Shift your relationship into the next gear. If you want to see them, invite them over for dinner, sans laundry. Leave your chequebook locked away and those extra few dollars in your pocket and enjoy a nice, adult evening with your kids.
My friend Barb’s husband passed away a few months ago and she is like a lost sheep. Allen took care of all the bills, repairs, cars, insurance, investments – everything. Barb was never involved, and now that some time has passed, she is dealing with the reality of not knowing how to run her life.
I want to help her, but this was a wake-up call for me too, as my husband also handles everything. What can I do to help her and myself?
Dear Financial Responsibility,
Losing a partner is like losing a big piece of yourself. There is no getting around that! Barb has to allow herself the time to find her new “normal.”

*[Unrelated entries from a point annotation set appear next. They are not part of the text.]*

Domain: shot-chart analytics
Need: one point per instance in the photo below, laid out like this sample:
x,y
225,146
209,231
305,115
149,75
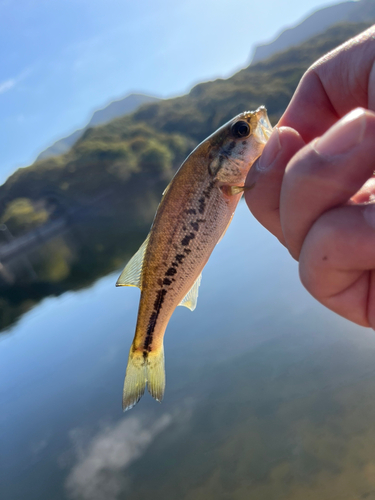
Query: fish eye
x,y
241,129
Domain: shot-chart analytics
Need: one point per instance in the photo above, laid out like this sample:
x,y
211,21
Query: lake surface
x,y
269,395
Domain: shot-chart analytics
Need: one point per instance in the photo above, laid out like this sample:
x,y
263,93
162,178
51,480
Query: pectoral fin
x,y
191,298
131,275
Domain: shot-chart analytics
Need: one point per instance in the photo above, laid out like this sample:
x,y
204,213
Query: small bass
x,y
194,213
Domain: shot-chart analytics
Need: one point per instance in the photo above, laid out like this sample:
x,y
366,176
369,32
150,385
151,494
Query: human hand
x,y
313,183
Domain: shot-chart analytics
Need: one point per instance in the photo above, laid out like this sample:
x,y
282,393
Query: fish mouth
x,y
263,130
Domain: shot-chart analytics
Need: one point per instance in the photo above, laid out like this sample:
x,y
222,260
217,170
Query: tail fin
x,y
140,370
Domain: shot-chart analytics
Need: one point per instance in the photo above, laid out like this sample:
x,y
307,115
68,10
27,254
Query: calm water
x,y
269,396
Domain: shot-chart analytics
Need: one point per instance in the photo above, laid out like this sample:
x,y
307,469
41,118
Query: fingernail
x,y
344,135
270,151
369,215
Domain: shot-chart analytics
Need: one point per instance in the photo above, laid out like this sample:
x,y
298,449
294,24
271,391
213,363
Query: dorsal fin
x,y
190,299
132,273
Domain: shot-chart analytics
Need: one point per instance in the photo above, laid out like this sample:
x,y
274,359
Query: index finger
x,y
340,81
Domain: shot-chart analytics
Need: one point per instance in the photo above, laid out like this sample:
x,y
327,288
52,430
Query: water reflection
x,y
67,248
99,471
269,396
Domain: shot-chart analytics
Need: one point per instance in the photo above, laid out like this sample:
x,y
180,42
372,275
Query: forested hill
x,y
156,138
103,193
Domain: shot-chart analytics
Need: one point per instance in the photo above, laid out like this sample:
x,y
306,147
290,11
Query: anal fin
x,y
191,298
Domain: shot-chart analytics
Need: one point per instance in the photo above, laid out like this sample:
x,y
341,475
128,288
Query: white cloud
x,y
99,471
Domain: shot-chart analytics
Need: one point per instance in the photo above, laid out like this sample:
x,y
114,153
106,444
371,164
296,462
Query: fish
x,y
194,213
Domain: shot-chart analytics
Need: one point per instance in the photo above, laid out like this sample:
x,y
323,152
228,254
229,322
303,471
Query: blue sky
x,y
62,59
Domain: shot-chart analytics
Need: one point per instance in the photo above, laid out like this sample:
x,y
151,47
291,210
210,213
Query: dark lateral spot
x,y
160,295
180,257
187,239
202,205
159,300
171,271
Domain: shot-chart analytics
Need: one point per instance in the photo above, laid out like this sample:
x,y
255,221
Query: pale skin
x,y
314,187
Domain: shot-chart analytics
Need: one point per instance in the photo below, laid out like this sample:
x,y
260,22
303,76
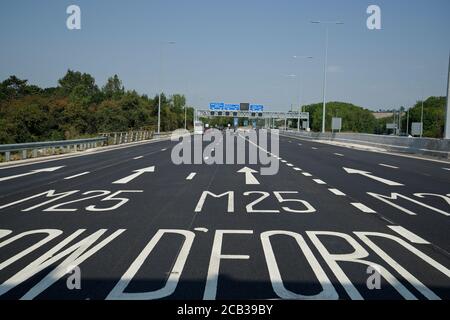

The practical part of finances can be an overwhelming burden, especially while someone is grieving. If possible, Barb should hire a financial adviser to educate her and organize her financial obligations.
Another alternative would be to have a relative or close friend help and teach Barb about banking, paying bills, changing billing names and finding out which bills are paid automatically, online or by cheque.
There are many documents that need to be gathered besides the bills, such as bank statements, insurance policies, tax returns, loans or mortgages, car info and investment info, just to name a few.
Life is complicated, but death can be more complicated, especially if you have not dealt with day-to-day responsibilities. It’s too late for Barb, but it’s not too late for you. Learn how to run your own financial affairs now. It’s much easier when it’s your choice rather than when it’s forced on you.